Nella terza e ultima stagione di Squid Game, ritroviamo Gi-hun (Lee Jung-jae) dopo che ha perso il suo miglior amico nel gioco ed è stato portato alla completa disperazione dal Front Man (Lee Byung-hun), che ha nascosto la sua vera identità per infiltrarsi nel gioco. Gi-hun non demorde nel suo obiettivo di porre fine ai giochi, mentre il Front Man prosegue con la sua prossima mossa e le scelte dei giocatori sopravvissuti causano gravi conseguenze a ogni round.
La seconda stagione era stata molto divisiva. Alcuni spettatori hanno apprezzato il format che andava a ripetersi con nuovi sadici giochi per sopravvivere e il finale aperto della prima stagione meritava forse una conclusione più netta ma dall’altra parte si è vista la ricerca di voler andare a ripetersi in maniera troppo simile a quello che era stato già visto andando così a mitigare il simbolismo e la critica sociale che con una magnifica stagione aveva colpito nel segno.
La terza stagione riprende esattamente da dove eravamo rimasti con la differenza che ormai i sopravvissuti sono sempre meno quindi anche il numero di morti e una maggior concentrazione sugli ultimi rimasti. Per compensare ecco che si aggiungono numerose sottotrame che si intrecciano portando avanti i giochi con l’avvicinarsi dei poliziotti tramite l’oceano e gli intrighi tra le guardie coinvolte nel traffico di organi. Tali divagazioni però risultano marginali, poco incisive e riempitivi perché non c’è un vero sviluppo di questi personaggi.
Tema centrale diventa la maternità infatti la puntata migliore è quella che porta alla nascita di un bambino proprio nel mezzo di uno dei giochi più massacranti. Da questo momento viene data nuova linfa alla serie legata alla sopravvivenza del nuovo arrivato ma anche del suo simbolo a livello politico e di umanità.
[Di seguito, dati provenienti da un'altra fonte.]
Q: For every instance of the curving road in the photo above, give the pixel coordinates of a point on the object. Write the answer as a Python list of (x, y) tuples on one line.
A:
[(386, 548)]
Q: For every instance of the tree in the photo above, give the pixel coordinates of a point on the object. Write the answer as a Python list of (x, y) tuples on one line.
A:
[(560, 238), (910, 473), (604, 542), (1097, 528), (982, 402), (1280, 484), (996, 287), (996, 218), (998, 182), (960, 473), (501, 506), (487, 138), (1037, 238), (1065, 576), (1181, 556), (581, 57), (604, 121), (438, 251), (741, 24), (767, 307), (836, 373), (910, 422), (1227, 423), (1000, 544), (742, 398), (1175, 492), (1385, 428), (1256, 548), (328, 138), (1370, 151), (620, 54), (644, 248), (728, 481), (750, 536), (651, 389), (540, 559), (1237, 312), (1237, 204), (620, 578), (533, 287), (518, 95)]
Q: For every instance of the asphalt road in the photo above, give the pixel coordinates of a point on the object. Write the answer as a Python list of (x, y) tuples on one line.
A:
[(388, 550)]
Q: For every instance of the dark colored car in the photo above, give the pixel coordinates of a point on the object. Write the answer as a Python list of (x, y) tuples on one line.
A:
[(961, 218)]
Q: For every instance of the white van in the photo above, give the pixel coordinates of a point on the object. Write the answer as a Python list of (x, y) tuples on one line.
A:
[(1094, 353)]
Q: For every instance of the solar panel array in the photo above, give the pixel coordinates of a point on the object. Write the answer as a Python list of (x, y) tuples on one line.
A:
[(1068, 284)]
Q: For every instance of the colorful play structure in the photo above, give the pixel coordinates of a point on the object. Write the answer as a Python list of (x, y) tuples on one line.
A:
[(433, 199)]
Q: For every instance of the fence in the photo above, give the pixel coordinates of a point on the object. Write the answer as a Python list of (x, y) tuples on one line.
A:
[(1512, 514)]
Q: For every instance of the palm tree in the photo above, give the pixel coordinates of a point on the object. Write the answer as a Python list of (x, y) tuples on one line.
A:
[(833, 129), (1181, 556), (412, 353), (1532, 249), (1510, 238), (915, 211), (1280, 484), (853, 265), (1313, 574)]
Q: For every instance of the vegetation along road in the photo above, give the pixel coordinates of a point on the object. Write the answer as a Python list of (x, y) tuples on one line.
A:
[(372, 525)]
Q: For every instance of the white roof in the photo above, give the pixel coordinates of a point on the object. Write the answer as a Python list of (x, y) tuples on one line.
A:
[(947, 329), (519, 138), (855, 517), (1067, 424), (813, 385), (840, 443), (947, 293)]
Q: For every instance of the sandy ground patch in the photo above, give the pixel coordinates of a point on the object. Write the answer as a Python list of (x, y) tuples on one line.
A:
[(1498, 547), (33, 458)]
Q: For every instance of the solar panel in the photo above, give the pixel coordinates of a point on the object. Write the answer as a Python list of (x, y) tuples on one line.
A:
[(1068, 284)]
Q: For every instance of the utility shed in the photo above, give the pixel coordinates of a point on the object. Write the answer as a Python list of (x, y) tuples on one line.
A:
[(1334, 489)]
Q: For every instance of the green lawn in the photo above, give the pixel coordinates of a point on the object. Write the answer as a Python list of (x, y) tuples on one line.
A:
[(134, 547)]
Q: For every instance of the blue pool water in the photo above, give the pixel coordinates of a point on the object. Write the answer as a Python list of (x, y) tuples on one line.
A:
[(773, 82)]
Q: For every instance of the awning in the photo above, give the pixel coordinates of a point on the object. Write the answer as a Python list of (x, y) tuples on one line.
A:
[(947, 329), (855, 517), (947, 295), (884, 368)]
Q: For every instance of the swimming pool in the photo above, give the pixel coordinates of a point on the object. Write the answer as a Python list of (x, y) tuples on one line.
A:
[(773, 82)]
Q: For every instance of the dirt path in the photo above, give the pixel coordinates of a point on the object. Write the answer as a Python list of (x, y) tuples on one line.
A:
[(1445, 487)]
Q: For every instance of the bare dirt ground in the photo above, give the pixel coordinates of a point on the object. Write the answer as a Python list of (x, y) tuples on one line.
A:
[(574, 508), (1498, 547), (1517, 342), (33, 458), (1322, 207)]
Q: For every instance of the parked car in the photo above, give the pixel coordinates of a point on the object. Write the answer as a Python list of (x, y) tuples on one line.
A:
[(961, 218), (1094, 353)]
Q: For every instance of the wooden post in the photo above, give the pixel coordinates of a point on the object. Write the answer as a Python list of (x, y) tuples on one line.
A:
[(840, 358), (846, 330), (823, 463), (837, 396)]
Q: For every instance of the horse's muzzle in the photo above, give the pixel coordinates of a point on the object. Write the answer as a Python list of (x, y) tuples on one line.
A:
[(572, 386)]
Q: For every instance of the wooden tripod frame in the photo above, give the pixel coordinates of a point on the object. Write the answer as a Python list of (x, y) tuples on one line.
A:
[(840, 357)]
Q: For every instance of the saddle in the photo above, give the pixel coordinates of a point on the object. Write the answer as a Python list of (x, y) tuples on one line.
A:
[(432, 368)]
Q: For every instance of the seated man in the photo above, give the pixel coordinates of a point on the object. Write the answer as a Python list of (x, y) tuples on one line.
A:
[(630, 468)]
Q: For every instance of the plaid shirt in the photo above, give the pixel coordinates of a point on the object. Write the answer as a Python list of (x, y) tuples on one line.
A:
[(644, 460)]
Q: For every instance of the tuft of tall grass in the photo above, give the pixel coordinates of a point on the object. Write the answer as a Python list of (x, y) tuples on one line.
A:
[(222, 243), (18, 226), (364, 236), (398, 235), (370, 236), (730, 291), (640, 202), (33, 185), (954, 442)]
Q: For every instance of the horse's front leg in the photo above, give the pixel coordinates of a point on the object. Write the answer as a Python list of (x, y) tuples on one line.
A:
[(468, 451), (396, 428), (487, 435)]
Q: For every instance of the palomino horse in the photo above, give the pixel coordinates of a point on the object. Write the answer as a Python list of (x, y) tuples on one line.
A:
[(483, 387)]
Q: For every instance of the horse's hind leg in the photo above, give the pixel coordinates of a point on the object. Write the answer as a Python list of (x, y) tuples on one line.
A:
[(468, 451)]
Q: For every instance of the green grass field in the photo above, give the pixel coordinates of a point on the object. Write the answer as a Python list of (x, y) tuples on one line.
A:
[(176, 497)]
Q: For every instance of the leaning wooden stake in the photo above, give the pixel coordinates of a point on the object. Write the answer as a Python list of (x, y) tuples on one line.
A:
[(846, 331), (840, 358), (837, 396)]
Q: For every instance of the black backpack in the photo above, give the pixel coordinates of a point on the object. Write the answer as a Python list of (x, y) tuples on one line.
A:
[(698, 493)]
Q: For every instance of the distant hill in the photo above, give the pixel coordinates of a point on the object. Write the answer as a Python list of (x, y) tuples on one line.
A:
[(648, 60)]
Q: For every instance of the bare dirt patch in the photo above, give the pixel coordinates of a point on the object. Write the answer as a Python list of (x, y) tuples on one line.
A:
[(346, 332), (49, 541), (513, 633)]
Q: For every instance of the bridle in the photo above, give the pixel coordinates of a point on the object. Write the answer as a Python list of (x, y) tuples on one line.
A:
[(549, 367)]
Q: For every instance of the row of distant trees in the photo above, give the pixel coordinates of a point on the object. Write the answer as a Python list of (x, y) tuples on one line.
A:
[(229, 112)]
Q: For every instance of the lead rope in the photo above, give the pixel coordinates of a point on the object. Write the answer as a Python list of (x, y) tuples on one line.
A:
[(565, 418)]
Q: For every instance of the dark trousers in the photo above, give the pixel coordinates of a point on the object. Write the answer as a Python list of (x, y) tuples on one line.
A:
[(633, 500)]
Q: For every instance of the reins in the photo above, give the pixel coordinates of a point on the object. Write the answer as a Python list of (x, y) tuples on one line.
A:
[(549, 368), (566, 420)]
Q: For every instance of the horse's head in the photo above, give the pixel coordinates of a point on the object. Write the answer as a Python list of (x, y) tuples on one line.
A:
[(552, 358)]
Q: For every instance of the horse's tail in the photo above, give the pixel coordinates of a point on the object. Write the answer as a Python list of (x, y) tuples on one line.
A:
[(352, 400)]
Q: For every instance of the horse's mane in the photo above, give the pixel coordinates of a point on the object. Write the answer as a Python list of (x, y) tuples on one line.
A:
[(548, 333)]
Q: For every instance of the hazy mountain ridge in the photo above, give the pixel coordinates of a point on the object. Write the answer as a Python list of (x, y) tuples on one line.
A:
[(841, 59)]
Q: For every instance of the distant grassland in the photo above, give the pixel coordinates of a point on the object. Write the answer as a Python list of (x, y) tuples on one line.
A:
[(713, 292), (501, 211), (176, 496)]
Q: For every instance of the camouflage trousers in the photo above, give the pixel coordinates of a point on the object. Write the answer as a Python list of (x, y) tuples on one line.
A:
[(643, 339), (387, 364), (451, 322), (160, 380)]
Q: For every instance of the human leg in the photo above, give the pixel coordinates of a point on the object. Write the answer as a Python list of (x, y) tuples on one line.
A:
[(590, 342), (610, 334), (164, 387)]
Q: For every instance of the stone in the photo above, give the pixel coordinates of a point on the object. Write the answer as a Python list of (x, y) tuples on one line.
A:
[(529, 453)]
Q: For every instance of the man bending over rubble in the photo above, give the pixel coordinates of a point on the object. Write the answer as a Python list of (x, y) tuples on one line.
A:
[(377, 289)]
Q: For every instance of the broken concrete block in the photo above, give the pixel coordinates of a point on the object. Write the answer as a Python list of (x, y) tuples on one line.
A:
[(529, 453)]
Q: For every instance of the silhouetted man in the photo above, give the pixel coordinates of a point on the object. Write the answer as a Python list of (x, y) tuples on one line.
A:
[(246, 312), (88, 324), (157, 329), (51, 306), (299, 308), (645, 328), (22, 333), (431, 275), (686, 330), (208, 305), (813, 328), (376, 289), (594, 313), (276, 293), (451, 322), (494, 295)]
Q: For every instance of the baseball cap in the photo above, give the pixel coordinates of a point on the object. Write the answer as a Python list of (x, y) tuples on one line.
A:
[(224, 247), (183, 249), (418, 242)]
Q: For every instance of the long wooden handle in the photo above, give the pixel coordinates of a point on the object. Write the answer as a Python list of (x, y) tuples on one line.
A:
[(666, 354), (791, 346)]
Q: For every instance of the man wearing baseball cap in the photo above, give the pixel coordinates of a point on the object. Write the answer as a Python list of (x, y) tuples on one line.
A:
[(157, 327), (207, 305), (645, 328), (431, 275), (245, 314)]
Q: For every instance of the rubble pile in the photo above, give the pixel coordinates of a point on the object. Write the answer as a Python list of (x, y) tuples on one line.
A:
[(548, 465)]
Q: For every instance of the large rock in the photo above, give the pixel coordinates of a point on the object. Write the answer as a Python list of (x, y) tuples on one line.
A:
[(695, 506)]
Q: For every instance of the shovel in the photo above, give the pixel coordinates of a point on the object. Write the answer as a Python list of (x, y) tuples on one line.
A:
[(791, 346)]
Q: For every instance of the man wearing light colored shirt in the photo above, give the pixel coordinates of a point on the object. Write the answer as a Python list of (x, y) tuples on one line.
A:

Questo permette non solo di arrivare alla conclusione con nuovo vigore e interesse ma anche di aggiungere ai tanti temi coinvolti anche alcuni aspetti molto più maturi legati non solo alla propria sopravvivenza.
“Squid Game” rimane quindi simbolo di altro attraverso la violenza più estrema messa in scena in maniera da intrattenere il grande pubblico. Tutto quindi viene messo in gioco e tutto è lecito per sopravvivere non solo a livello fisico ma anche e soprattutto della propria anima. Lavorando quindi su aspetti molto moderni e di facile consumo, ecco che si parla di moralità, scelte legate all’empatia o al puro calcolo egoistico, strategia e cambi di prospettiva.
Sebbene gli aspetti riempitivi non hano un gran valore morale se non puramente narrativo legato alla vendetta o all’indagine di polizia, grazie all’aggiunta di un aspetto ben preciso quale la maternità, ecco che questa serie di episodi conclusivi trova la sua giusta motivazione d’essere.